Peter Schiff souhaite que les investisseurs achètent des nickels au lieu d'obligations du Trésor américain. Il affirme que le cuivre et le nickel contenus dans chaque pièce valent désormais plus que le marché des obligations.
L'économiste a évalué la valeur de fusion à 7,76 cents, soit environ 55 % au-dessus de la valeur nominale. Toutefois, la loi fédérale interdit totalement la fusion des pièces.
Les calculs atypiques de Peter Schiff sur le nickel
Le prix du cuivre se est clos mardi à 6,69 $ la livre sur COMEX, juste en dessous de son record d'août. Le nickel se est établi à 16 776 $ la tonne. Chaque pièce contient 3,75 grammes de cuivre et 1,25 gramme de nickel.

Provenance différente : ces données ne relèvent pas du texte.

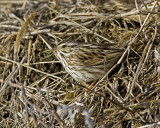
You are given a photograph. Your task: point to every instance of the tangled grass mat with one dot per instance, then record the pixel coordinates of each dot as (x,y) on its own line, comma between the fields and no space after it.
(35,90)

Ces prix valorisent le métal à 7,63 cents, soit environ 53 % au-dessus de sa valeur nominale. Le chiffre de Schiff se situe donc près de la réalité. Le métal a également établi un nouveau record à Londres mardi, alors que les traders se préparaient à l’imposition de tarifs américains sur le cuivre raffiné.
Son avertissement concernant l'offre reste valable. Le Mint a dépensé 13,31 cents pour produire et expédier chaque nickel au titre de l'exercice 2025. Chaque pièce coûte donc aux contribuables plus du double de sa valeur nominale. Le Mint a frappé le dernier penny en circulation en novembre dernier.

La loi fédérale bloque le trade de fusion
L'argument de Peter Schiff sur les pièces de cinq cents tombe contre un mur juridique. Les réponses à son post ont souligné le problème, et elles ont raison. Réglementation 31 CFR Partie 82 interdit la fusion ou l'exportation de pièces de cinq cents et de un cent. Les contrevenants risquent des amendes de 10 000 $ et cinq ans de prison.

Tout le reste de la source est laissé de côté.